Downtown Cebu is different now. My mama tells me it used to be the place of the elite and nostalgia permeates her voice as she talks about the “back then.” My downtown narrative, the story that lurks in the labyrinth, is seasoned with “last week” and “yesterday.” The downtown Cebu, the Colon that I know, is the feared and the avoided.
What my mama fears so much in the city we call home is loss: a cell phone, a bag, innocence, a life. But in my years of wandering, I have not lost anything here. Rather, I have gained a lot. Most Cebuanos do not know the cucumber they just had was harvested in Sibonga. Most of us do not know the cabbage in Southern Leyte is from a farmer in Dalaguete, who beams with pride when he shares the information that his produce reaches as far as Manila. These interactions take me to places I’ve never been, to the rest of the island I love so much. My nostalgia is different.

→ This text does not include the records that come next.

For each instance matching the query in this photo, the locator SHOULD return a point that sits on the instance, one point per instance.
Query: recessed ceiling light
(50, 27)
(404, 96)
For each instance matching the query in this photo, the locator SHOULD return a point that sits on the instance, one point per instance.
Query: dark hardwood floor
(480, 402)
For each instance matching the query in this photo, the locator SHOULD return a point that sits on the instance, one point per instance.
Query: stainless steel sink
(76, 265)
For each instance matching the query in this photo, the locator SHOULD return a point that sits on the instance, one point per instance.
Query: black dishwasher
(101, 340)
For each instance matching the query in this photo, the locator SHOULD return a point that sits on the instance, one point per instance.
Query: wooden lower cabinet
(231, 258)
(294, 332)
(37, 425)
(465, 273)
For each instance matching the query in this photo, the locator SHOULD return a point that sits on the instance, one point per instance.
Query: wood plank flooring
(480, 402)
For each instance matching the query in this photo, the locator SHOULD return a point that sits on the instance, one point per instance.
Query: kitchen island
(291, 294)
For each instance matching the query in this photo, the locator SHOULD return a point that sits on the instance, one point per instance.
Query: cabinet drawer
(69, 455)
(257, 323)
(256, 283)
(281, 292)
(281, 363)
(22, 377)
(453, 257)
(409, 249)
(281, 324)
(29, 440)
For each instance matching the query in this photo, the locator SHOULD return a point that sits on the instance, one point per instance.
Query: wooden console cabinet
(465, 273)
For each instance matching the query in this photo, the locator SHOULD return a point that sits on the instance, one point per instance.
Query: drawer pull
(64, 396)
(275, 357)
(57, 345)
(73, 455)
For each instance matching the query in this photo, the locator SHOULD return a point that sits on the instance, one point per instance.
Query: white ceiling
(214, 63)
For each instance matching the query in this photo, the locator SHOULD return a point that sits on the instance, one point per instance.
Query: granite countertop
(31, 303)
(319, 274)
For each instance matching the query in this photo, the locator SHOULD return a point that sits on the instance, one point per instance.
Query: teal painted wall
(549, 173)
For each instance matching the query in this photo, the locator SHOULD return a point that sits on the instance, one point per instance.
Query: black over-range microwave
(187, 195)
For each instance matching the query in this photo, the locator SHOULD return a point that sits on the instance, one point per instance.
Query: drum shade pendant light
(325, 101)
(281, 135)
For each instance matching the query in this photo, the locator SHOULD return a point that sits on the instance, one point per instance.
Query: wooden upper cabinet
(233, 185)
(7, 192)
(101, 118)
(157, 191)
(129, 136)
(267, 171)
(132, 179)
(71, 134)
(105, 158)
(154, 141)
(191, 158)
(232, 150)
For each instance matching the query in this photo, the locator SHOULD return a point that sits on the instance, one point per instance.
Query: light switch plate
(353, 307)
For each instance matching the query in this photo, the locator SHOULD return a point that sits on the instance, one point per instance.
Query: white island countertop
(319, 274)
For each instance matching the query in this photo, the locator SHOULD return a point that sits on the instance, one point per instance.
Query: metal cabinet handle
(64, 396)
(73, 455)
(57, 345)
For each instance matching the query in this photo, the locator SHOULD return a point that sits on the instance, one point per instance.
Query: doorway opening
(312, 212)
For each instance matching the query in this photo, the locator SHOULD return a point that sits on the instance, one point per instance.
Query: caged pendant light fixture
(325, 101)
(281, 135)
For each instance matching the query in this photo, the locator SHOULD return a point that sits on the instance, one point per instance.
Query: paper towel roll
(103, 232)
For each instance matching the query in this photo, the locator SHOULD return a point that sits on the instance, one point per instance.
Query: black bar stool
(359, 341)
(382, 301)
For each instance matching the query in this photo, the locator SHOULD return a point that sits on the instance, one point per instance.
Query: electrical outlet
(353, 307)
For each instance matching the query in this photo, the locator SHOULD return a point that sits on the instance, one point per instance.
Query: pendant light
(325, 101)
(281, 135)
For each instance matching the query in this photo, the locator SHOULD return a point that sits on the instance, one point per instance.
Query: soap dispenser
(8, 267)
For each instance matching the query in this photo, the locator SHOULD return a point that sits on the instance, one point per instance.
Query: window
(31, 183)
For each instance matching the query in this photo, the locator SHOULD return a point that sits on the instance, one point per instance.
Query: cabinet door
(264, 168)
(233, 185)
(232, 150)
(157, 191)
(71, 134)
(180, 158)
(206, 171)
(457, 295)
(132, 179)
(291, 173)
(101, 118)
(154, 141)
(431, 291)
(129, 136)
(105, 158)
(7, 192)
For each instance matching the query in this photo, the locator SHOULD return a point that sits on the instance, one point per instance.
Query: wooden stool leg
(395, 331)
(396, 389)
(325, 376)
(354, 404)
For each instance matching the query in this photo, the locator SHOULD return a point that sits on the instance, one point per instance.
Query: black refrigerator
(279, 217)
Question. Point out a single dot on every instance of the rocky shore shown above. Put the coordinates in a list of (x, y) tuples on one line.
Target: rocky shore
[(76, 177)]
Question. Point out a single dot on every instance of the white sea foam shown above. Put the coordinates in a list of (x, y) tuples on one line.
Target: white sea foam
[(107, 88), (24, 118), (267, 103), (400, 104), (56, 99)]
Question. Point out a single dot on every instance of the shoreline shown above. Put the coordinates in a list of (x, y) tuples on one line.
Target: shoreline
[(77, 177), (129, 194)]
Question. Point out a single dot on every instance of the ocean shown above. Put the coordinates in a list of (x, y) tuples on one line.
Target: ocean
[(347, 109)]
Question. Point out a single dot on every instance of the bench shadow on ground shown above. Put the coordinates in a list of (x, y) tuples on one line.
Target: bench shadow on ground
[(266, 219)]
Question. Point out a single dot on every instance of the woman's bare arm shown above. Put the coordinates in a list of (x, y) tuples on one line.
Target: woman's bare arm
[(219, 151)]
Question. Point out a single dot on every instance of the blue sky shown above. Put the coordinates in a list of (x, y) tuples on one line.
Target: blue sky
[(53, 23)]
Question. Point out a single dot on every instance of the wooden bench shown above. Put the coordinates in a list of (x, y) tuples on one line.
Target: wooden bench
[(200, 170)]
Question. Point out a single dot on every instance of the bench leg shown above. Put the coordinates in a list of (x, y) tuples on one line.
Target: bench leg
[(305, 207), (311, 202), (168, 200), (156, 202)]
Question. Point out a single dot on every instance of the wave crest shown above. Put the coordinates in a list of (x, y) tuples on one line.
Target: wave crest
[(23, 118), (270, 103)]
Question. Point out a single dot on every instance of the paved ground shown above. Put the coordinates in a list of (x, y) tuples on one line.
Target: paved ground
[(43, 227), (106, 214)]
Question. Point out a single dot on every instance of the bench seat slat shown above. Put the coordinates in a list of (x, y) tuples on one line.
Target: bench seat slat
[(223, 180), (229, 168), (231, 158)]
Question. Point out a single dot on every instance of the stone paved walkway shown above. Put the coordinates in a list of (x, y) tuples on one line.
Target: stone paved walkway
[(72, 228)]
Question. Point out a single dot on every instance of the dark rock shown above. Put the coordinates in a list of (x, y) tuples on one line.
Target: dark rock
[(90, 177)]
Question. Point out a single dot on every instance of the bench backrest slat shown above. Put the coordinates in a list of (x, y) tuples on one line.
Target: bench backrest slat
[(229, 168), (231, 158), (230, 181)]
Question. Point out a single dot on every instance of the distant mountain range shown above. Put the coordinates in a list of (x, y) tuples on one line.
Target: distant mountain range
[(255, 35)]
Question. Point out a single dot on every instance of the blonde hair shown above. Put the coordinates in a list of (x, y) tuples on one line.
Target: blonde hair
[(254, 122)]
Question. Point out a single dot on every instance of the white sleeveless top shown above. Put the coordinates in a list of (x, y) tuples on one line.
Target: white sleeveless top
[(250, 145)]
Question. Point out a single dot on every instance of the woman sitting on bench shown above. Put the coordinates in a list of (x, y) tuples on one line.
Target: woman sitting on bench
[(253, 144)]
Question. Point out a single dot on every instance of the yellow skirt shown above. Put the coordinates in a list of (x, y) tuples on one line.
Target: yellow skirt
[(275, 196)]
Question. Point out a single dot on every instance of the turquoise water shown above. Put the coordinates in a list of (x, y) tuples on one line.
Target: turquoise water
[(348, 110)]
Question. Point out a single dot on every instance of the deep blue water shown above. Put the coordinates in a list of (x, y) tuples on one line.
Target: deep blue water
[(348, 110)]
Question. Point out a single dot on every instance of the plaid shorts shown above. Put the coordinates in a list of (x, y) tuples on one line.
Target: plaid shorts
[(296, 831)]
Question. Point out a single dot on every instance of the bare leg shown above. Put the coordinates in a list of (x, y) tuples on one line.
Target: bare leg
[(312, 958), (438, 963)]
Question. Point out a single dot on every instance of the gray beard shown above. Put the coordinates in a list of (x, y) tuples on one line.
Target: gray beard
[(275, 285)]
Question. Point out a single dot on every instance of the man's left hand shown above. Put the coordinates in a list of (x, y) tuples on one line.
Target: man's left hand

There are reasons why we live in a place, reasons why we leave a place. Cebu, my home, has been a place of arrivals that occur as frequently as departures. This city houses all that is distinctly mine. It is the city that raised me, despite its shortcomings, seediness and all. My Cebu is not limited to the tourist sites it is becoming famed for. My Cebu is the vibrant Sinulog festival, the large-eyed children on the street, the traffic that never ends. It is the balut and saang on Freedom Park in front of San Jose-Recolectos, the constantly changing murals on the intersection of Escario Street and La Eskina Molave.
Pinoy ako. I can dye my hair, move across the world, change my name. Pero, pinoy ako. I am Filipino. It is easy to push away who you are when all your identity seems to mean is the corrupt officials, packed roads, the disasters, the tragedies, the mentalities that have been ascribed to us. I am who I am because of these things and more. To be Filipino is to look beyond the Spanish colonization to the glory of our past, to the kingdoms of Sulu, of Maguindano, of Butuan. I am from the people of the Cordillera. I am shaped by this city and her story, a story that stretches over 67,000 years. I am shaped by my igorot ancestry, my negrita roots that still grow deep in my hometown. Cebu is my home, she has taught me to be kind like the forgiving land, brave like the people that defended her shores, to be wild like the waves that crash on her shores. To carry these values is to be Cebuano. It is to be Cebu.